Is knowledge-why agglomerative?

Yes. Knowing why X implies you know why X instead of ¬X. Knowing why Y implies you know why Y instead of ¬Y. Now, knowing why X, and having a sufficient reason for X, implies that you can now rule out ¬X. The same applies for ¬Y.

Now, ¬(X and Y) together consist of three possibilities:

1. ¬X ∧ ¬Y
2. ¬X ∧ Y
3. X ∧ ¬Y

Since neither ¬X or ¬Y can be true due to us having a sufficient reason for X and Y individually, we can rule out all of these. But this is the same as saying we now know why (X ^ Y) instead of ¬(X ^ Y).

Thus, knowing why X and knowing why Y implies we know why (X ^ Y).

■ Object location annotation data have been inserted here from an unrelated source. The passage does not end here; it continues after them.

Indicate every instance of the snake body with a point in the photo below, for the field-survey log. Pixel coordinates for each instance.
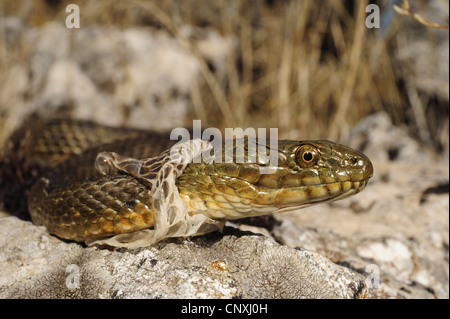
(52, 164)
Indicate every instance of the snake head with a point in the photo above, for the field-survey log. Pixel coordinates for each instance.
(306, 173)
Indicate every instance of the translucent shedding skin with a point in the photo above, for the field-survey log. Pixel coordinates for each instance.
(131, 192)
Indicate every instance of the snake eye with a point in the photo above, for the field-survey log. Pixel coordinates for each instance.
(306, 156)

Notice that this all depends on “knowing why” being the same as possessing a sufficient reason that entails X and rules out ¬X. If instead “knowing why X” only meant “having some partial reason or local explanation for X” then those reasons might not jointly exclude the contraries.

If knowing the reason why for a group of separate facts, p₁, ... p_n presupposes knowing a separate reason for why they all together are the case, or (something like) why they are all the case in the same world, or what links all of them together, then it might be that knowledge of the conjunction is "more" than just the knowledge why of each separate fact. Otherwise, you might assume that this knowledge of what links them, why they are all true, would already be presumed in the knowledge why of each separate fact. That may also be the case, depending on what kind of facts you're dealing with. But it may not necessarily be the case. So, I'd assume that both the precise interpretation or the logic of "we know why ..." and the mutual dependence (or independence) of the known facts plays a role. In other words, it would seem to matter a great deal what the closure properties are of the Ky operator. (And what those properties are may be rather arbitrary, i.e. depend on the purpose of this whole exercise of setting up a modal logic.)

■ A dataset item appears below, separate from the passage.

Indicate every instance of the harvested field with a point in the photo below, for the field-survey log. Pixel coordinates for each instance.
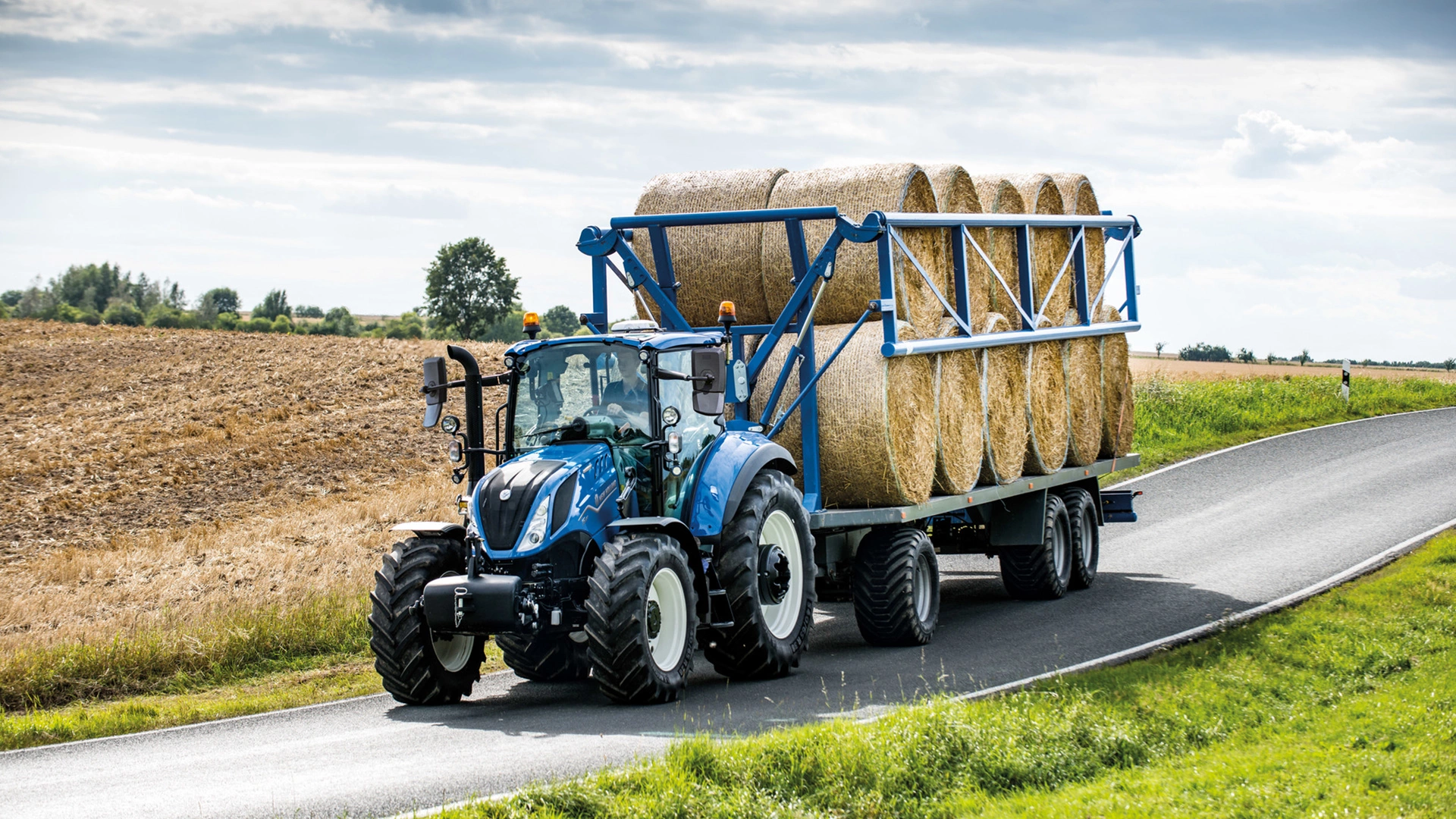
(1145, 365)
(168, 474)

In mathematics this issue seems more serious, since we may be dealing with an infinite series of formulas. "Knowing why" could in this case be "having a proof of". According to Sergei Artemov, the statement that PA is consistent should be read as as a schema for an infinite sequence of formulas: "the natural number n is not the Gödel number of the formula 0 = 1". Each instantiation of the schema can be expressed in PA and proven, and we can or should therefore, according to Artemov, also accept the schema (which is similar to a meta-theorem) as proven. However, Gödel's statement Con(PA), "For all n, n is not the Gödel number of the formula 0 = 1", is, according to him, strictly stronger, since, as Gödel has shown, it cannot be proven in PA (if PA is consistent). The core of the issue is that "For all n" in Gödel's Con(PA) statement

is not specified and its meaning depends on a choice of an arithmetical model.

Artemov's proof that PA-consistency and his consistency scheme are mathematically equivalent seems both elementary and extremely subtle. I still have not quite convinced myself that I understand all of it. If anything in my summary is incorrect or a bit "off", please let me know in a comment.